Na abertura do painel, Figueiredo destacou que a gestão de dados entrou em uma nova fase com a popularização da IA. Segundo ele, os dados deixaram de servir apenas como suporte à tomada de decisão humana e passaram a alimentar sistemas capazes de produzir análises, gerar hipóteses e executar tarefas de forma autônoma.

“A inteligência artificial pode não estar errada. O que pode estar errado são os dados colocados nela. Se a empresa não colocar dados corretos, a saída também tende a ser incorreta”, afirmou.

Para Vanessa Cavalcanti, embora a IA amplie a capacidade de análise e acelere o processamento de informações, os ganhos dependem de processos bem definidos e de objetivos claros para o uso dos dados.
“Para além da IA, é preciso primeiro entender se os processos estão realmente estruturados. A tecnologia ajuda a trazer velocidade, mas a empresa precisa saber por que precisa daqueles dados e quais respostas espera obter com eles”, disse.

Outro ponto destacado foi a necessidade de incorporar práticas de governança desde o início das iniciativas de IA. Segundo Maurício Muniz, a velocidade de adoção dessas tecnologias exige um modelo capaz de equilibrar inovação e controle. “Dá para fazer uma governança ágil. Dá para equilibrar o controle necessário para a inovação obrigatória”, afirmou.

Durante a discussão, os especialistas observaram que a inteligência artificial também está transformando a forma como os profissionais acessam e utilizam informações. Em vez de depender do conhecimento sobre onde os dados estão armazenados, os usuários passam a se concentrar cada vez mais na formulação de perguntas adequadas e na interpretação dos resultados gerados pelos sistemas.

Para Muniz, esse cenário exige novas competências profissionais, como capacidade de experimentação contínua, adaptação rápida e aprendizado baseado em ciclos curtos de validação. “Com a informação que se tem agora, é possível experimentar, ver o resultado e melhorar o próximo ciclo. A outra habilidade é a antifragilidade, para lidar com erros, frustrações e necessidade de buscar conhecimento”, afirmou.
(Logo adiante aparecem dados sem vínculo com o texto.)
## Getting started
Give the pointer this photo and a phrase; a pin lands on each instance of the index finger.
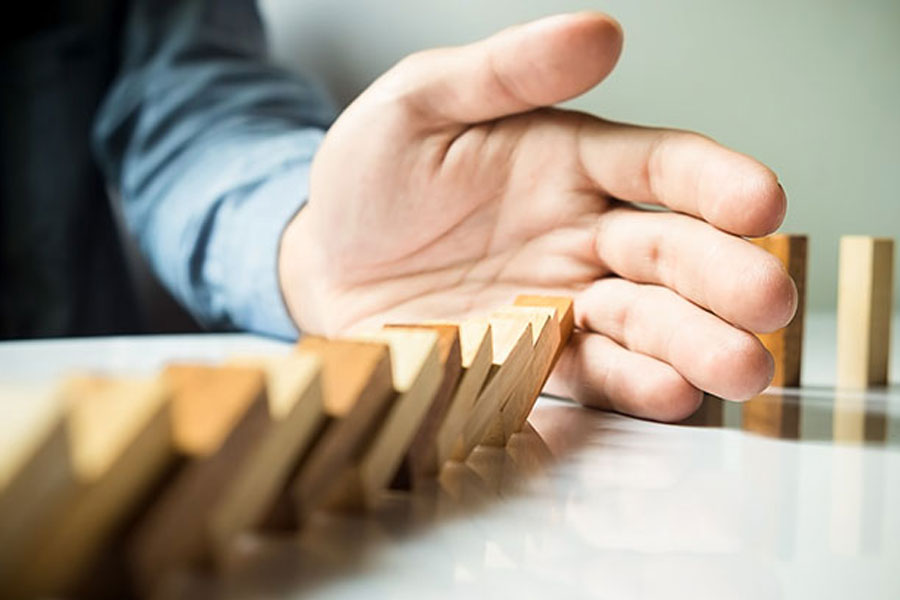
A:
(685, 172)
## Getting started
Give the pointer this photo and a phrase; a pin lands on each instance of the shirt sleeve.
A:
(209, 147)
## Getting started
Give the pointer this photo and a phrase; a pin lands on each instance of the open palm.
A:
(449, 187)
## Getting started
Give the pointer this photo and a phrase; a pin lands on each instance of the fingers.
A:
(731, 277)
(709, 353)
(600, 373)
(521, 68)
(685, 172)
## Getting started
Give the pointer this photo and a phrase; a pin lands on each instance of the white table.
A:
(588, 504)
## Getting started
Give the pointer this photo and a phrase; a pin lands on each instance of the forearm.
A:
(209, 147)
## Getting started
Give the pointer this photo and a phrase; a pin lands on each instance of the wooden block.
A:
(477, 351)
(296, 415)
(120, 446)
(36, 470)
(545, 331)
(865, 290)
(416, 372)
(511, 339)
(358, 392)
(545, 339)
(786, 344)
(219, 417)
(772, 415)
(421, 459)
(565, 315)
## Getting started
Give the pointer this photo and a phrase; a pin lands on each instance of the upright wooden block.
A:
(421, 459)
(511, 339)
(416, 373)
(545, 343)
(477, 352)
(865, 290)
(296, 415)
(358, 393)
(36, 467)
(565, 315)
(219, 417)
(786, 344)
(121, 445)
(772, 415)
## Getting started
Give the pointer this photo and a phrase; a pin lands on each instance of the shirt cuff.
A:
(248, 235)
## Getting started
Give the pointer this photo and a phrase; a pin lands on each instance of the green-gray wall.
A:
(811, 88)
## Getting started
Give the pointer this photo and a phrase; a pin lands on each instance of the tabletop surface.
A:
(586, 503)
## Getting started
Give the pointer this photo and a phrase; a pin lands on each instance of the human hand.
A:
(449, 187)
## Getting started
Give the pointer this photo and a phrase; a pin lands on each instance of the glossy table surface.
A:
(801, 502)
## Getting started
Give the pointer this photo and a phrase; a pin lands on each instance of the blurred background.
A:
(810, 87)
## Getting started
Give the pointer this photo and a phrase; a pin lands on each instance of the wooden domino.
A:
(477, 352)
(296, 414)
(865, 290)
(165, 473)
(545, 343)
(220, 415)
(120, 444)
(416, 372)
(786, 344)
(511, 340)
(357, 393)
(422, 457)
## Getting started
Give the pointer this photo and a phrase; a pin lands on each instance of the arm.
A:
(209, 147)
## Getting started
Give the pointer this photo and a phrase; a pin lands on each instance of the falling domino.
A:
(120, 445)
(477, 351)
(219, 416)
(416, 372)
(512, 343)
(421, 459)
(545, 342)
(865, 289)
(358, 392)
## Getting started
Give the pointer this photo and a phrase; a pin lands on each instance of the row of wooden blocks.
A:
(864, 308)
(164, 473)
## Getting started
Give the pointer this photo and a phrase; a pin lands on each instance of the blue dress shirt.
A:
(209, 147)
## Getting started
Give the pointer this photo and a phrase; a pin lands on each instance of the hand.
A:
(448, 187)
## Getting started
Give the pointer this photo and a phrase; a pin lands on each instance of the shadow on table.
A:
(814, 413)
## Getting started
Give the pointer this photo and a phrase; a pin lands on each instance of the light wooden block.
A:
(786, 344)
(219, 417)
(545, 330)
(865, 290)
(421, 459)
(296, 415)
(36, 469)
(511, 339)
(565, 315)
(120, 446)
(358, 393)
(772, 415)
(545, 340)
(416, 373)
(477, 352)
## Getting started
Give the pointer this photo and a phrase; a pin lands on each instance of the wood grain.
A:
(511, 339)
(219, 418)
(121, 445)
(296, 415)
(358, 392)
(865, 291)
(786, 344)
(477, 352)
(421, 459)
(416, 372)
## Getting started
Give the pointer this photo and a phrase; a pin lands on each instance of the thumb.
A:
(521, 68)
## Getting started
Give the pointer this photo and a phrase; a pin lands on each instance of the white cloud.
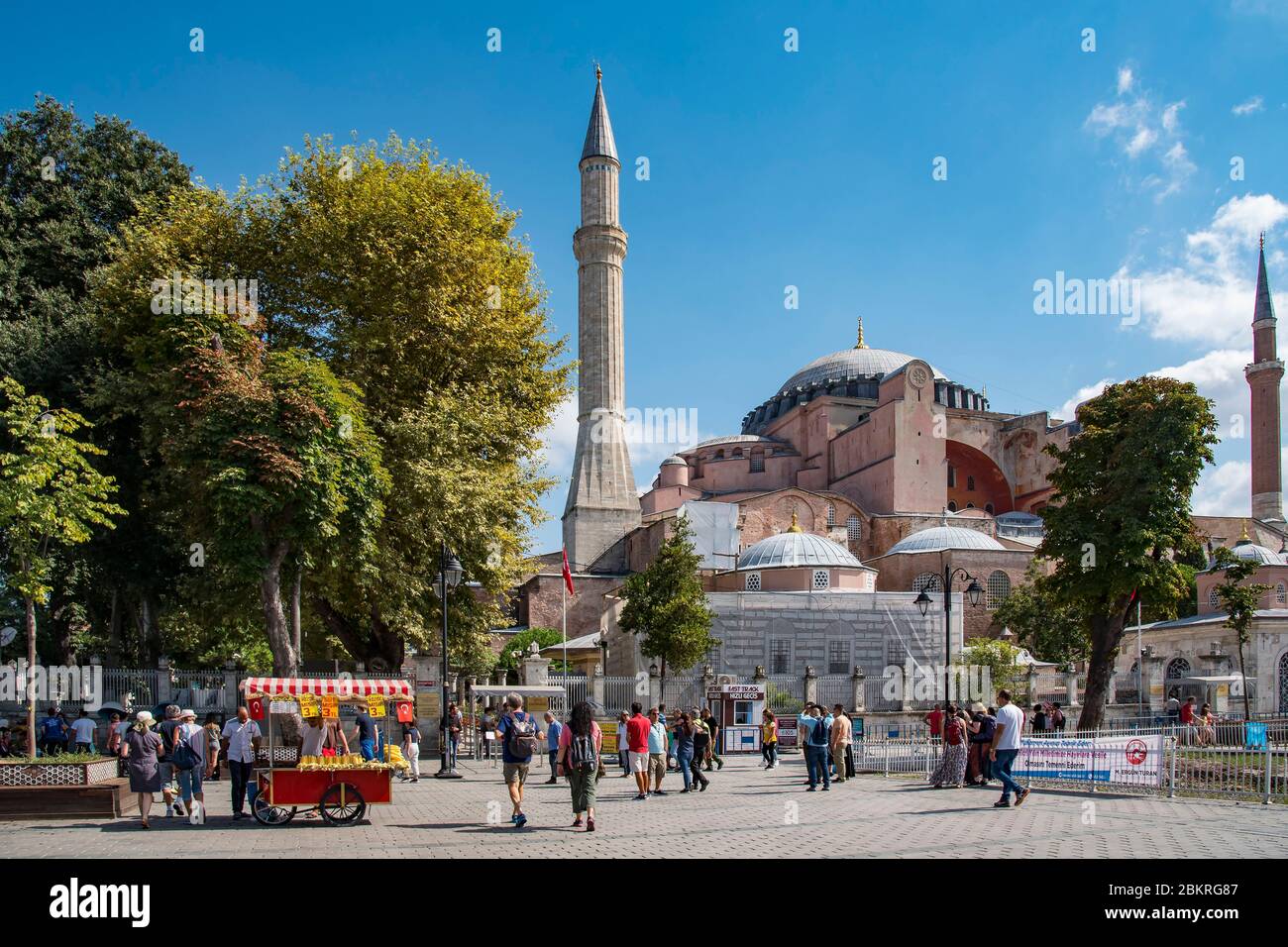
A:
(1224, 489)
(1207, 296)
(1140, 128)
(1253, 105)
A governança apareceu como tema transversal em todo o debate. Os participantes defenderam que o acesso cada vez mais simplificado aos dados aumenta a necessidade de mecanismos claros de segurança, controle de permissões, gestão de riscos e supervisão das decisões apoiadas por inteligência artificial.

“A governança é fundamental. Tudo nasce no processo. Para garantir segurança e controle, é preciso ter processos regulatórios, processos de risco e mapeamentos. Muitas vezes as empresas agem na correção quando o problema já aconteceu”, ressaltou Vanessa Cavalcanti.
No setor financeiro, a executiva também destacou a expectativa de avanço da regulação relacionada à inteligência artificial, reforçando a importância da conformidade com normas de proteção de dados e da transparência em processos automatizados.
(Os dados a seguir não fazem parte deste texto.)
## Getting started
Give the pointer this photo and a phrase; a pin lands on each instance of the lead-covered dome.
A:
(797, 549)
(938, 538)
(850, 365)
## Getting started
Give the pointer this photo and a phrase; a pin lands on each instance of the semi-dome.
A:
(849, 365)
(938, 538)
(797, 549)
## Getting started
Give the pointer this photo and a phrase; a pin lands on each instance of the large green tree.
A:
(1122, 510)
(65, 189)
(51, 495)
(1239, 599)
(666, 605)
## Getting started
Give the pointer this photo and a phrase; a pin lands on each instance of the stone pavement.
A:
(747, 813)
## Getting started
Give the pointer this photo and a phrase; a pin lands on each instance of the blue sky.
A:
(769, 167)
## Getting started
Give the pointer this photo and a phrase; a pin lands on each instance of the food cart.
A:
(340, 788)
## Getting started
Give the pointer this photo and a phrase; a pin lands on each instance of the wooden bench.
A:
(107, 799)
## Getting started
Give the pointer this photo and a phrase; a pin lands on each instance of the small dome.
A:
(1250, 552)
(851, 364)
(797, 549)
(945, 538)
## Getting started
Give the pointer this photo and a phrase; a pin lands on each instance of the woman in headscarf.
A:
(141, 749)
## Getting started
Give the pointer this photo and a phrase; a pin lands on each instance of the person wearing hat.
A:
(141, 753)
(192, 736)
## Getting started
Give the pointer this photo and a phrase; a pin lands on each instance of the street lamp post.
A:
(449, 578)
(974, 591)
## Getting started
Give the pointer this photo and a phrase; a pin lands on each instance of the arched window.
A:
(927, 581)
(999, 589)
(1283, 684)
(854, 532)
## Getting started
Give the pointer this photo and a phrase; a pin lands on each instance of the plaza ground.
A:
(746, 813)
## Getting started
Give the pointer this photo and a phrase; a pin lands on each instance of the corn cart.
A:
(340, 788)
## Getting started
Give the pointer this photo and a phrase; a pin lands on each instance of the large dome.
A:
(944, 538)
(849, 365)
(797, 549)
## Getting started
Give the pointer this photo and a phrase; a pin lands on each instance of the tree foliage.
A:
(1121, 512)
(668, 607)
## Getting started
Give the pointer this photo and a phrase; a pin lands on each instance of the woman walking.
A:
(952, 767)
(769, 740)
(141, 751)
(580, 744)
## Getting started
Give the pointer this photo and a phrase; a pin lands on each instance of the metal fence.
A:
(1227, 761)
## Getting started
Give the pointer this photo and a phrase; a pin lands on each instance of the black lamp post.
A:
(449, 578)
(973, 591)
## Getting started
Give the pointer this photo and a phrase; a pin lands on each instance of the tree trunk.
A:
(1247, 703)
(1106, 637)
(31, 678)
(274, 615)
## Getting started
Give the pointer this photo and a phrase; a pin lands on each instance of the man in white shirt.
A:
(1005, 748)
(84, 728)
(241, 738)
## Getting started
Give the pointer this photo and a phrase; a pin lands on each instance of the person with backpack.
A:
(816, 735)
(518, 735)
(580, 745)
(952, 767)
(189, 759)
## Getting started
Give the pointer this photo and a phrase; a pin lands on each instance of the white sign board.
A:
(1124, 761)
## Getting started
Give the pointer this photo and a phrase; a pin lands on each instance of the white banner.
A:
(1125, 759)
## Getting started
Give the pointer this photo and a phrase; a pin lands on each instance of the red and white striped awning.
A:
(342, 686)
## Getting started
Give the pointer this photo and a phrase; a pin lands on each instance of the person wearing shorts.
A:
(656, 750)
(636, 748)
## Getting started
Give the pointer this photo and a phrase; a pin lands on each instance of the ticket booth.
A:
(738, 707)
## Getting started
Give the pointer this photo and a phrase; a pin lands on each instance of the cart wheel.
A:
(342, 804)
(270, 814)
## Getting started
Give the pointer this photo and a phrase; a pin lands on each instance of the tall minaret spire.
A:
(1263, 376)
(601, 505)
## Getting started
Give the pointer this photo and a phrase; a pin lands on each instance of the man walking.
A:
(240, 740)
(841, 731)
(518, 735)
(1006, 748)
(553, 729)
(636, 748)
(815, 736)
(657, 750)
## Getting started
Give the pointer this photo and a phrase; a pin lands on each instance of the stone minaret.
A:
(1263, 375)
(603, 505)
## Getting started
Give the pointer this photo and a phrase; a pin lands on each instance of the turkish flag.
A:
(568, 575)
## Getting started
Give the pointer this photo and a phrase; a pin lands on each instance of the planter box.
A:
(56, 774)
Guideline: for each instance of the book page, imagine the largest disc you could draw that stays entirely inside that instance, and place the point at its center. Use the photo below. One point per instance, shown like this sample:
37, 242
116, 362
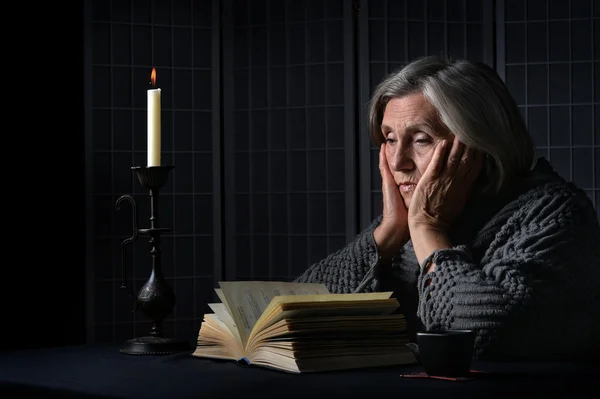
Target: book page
247, 300
225, 317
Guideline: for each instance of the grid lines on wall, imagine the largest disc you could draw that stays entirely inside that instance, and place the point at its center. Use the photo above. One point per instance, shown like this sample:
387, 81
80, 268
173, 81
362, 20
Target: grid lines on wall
130, 38
393, 33
553, 71
285, 144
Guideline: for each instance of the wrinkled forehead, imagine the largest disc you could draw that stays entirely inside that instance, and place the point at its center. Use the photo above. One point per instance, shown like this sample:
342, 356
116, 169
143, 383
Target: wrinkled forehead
413, 109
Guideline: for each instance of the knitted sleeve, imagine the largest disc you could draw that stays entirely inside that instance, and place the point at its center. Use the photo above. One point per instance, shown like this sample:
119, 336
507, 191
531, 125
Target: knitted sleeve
350, 268
542, 265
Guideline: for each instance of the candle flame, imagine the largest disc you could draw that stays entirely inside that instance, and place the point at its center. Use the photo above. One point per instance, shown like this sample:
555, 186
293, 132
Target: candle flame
153, 77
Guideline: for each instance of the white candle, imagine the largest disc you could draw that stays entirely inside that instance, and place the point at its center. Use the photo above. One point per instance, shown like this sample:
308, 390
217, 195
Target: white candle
153, 123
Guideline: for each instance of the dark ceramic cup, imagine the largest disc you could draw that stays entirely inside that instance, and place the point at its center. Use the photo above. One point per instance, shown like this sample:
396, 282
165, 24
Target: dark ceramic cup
446, 353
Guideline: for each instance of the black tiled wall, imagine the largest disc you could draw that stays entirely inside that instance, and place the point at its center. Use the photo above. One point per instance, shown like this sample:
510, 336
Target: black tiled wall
553, 70
288, 135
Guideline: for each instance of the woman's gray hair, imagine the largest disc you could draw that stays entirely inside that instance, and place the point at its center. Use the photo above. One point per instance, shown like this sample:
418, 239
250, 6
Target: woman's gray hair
475, 105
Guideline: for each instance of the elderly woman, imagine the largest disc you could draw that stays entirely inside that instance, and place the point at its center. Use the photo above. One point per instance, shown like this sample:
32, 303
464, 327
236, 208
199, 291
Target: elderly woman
474, 234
Ao final do encontro, os participantes convergiram para a avaliação de que a expansão da IA nas organizações depende menos da tecnologia em si e mais da maturidade dos processos e da confiabilidade das informações disponíveis. Governança, qualidade de dados, capacitação das equipes e conhecimento das regras de negócio foram apontados como elementos essenciais para que empresas avancem na adoção de modelos de IA, automações e agentes inteligentes.